The research paints a bearish picture for the ICO market
It goes without saying that the initial coin offerings, better known as ICOs, did not perform well in the crypto market of 2018, which in itself worked unpleasantly in the eyes of optimistic speculators. Regardless, a report released by ICO Rating, one of the leading startups of crypto research / data analytics, has only cemented this sentiment.
ICORating analysts released their quarterly brand report for the third quarter of 2018. The ICO market research report is a comprehensive analysis of trends and latest market developments.
– ICORating (@ICORating) November 16, 2018
In the 67-page report, the final study noted that "the third quarter of 2018 did not have the success of the second quarter and the first quarter for the ICOs", adding that this subindustry performance was a general disappointment.

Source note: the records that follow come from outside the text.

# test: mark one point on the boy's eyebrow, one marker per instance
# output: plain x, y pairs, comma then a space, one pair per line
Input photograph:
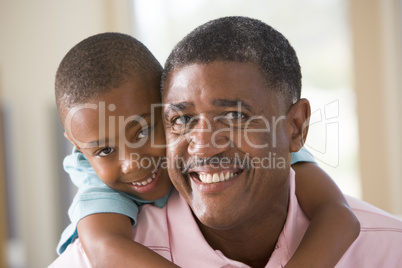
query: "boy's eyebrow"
177, 107
128, 125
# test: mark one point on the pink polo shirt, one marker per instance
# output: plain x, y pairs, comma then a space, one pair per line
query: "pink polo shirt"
173, 233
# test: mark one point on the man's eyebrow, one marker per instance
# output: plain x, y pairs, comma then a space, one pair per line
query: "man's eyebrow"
177, 107
231, 103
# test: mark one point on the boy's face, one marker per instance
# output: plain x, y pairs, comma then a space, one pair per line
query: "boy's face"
122, 137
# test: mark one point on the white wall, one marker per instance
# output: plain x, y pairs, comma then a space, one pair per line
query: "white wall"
34, 36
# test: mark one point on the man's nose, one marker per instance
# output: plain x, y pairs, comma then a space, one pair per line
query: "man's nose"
207, 140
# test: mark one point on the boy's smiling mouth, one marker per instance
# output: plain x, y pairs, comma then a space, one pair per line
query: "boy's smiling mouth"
147, 184
146, 181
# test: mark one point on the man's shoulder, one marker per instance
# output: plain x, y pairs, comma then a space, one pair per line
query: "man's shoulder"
380, 239
373, 218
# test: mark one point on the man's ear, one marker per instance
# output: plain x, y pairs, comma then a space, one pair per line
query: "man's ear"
71, 140
298, 121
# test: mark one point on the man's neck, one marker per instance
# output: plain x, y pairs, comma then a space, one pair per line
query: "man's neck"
251, 242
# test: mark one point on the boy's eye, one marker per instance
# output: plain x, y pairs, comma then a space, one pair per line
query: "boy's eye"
181, 120
181, 124
105, 151
145, 132
234, 115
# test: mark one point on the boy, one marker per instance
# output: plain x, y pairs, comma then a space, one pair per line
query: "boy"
105, 87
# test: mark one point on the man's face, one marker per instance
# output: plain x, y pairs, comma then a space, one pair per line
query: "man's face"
223, 113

Even ICO tokens that have seen a load of interest for boats in 2017, such as EOS, have declined, indicating that this subset as a whole has suffered, and as a result.
Supporting its claims with complex statistics, the research company explained that the $ 1.8 billion loan has been siphoned in 597 projects in the last three months, while this figure may seem staggering, compared to funds raised in the second quarter, $ 1.8 billion could just seem like a drop in the bucket, so to speak.

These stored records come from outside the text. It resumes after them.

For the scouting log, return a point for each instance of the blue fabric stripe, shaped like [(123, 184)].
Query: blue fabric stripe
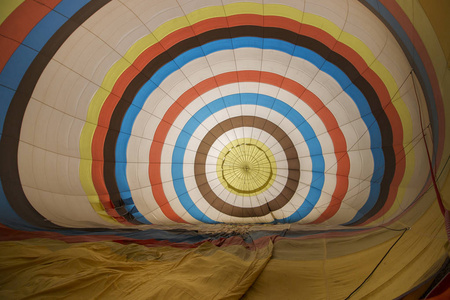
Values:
[(243, 99), (312, 57), (11, 76)]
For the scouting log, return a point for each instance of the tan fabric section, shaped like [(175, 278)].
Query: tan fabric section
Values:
[(438, 12), (46, 268), (418, 255)]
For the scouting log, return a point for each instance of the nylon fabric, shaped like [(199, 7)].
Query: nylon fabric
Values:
[(42, 268)]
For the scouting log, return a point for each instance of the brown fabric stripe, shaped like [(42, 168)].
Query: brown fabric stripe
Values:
[(280, 34), (9, 142), (246, 212)]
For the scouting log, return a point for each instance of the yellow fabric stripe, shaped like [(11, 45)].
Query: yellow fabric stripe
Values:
[(7, 7), (228, 10)]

More specifically, in the second quarter of this year, ICOs raised $ 8.35 billion, even though the market was depressed during that period.
And, on a case by case basis, the projects did not go too well, with ICO Rating drawing attention to the fact that only 57% of the projects were able to raise more than $ 100,000 to pop, with only 4 % of ICO ads (only 24) earn a place in public exchanges.

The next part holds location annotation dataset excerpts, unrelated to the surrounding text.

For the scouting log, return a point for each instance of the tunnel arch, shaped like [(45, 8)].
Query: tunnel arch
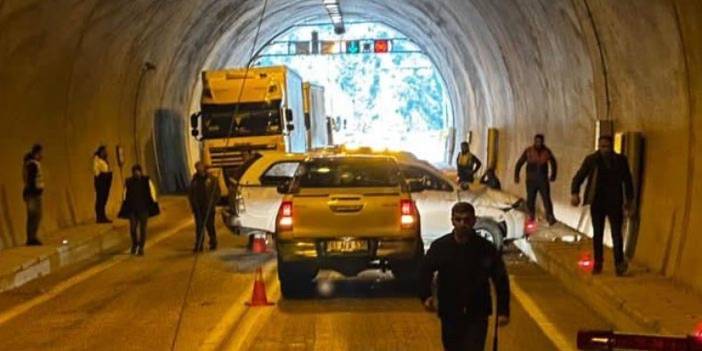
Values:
[(438, 144), (77, 70)]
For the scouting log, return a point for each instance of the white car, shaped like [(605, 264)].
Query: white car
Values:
[(258, 199)]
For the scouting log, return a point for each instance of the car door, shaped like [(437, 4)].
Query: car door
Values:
[(260, 200), (434, 203)]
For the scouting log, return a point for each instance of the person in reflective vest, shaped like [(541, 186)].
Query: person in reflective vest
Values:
[(102, 180), (538, 158), (467, 164), (33, 191)]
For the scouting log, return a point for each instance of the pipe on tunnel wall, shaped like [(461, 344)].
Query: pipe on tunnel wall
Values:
[(548, 66)]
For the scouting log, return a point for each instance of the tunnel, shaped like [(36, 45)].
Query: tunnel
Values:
[(77, 74)]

These depressing statistics only accentuate the fact that 76.15% of projects funded by ICO had "nothing but an idea", which is a sad but common theme in any industry nascent, including cryptography and blockchain.
Reasoning why the projects suffered during the last quarter, ICO Rating drew attention to "a significant decline in yields (bear market)", decreasing levels of transparency by the teams, investor / fund maturation , lack of innovation, slowdown of blockchain / encryption rates, and, perhaps most importantly, the fact that the regulation has spread to ICOs in recent months.
Just recently, as predicted by Ethereum World News, Airfox and Paragon have been indicted by the US Securities and Exchange Commission (SEC) due to the fact that the two startups have failed to register with the appropriate regulators. Speaking of this case, a SEC representative noted:
We have made it clear that companies that issue securities through ICO are required to comply with the statutes and existing regulations governing the registration of securities.
Airfox and Paragon were forced to pay a fine of $ 250,000 and compensate investors who participated in their illegal token sales.
This case is only the limit of the iceberg, because, as stated by ICO Rating:
The main problem with ICOs is that a large number of them are scams or scam-like projects, and the fact that some tokens sold were actually securities. In July 2017, the SEC published a report stating that most, if not all tokens, should be classified as titles and therefore subject to the relevant regulation.
The company also drew attention to the scams, noting that 19% of "projects with previously announced ICOs" have deleted their websites and social media platforms in the third quarter, which is not a good sign considering that "only" 9% disappeared in the second quarter. These scams have raised $ 62.1 million.
Although this subindustry has underperformed and is full of scams, there were still projects that stood out like diamonds in the rough. The London Football Exchange, Cryptosolartech, Alchemy and 4NEW generated more than $ 40 million in funding, while another 16 raised more than $ 20 million, which is not a sum to be made.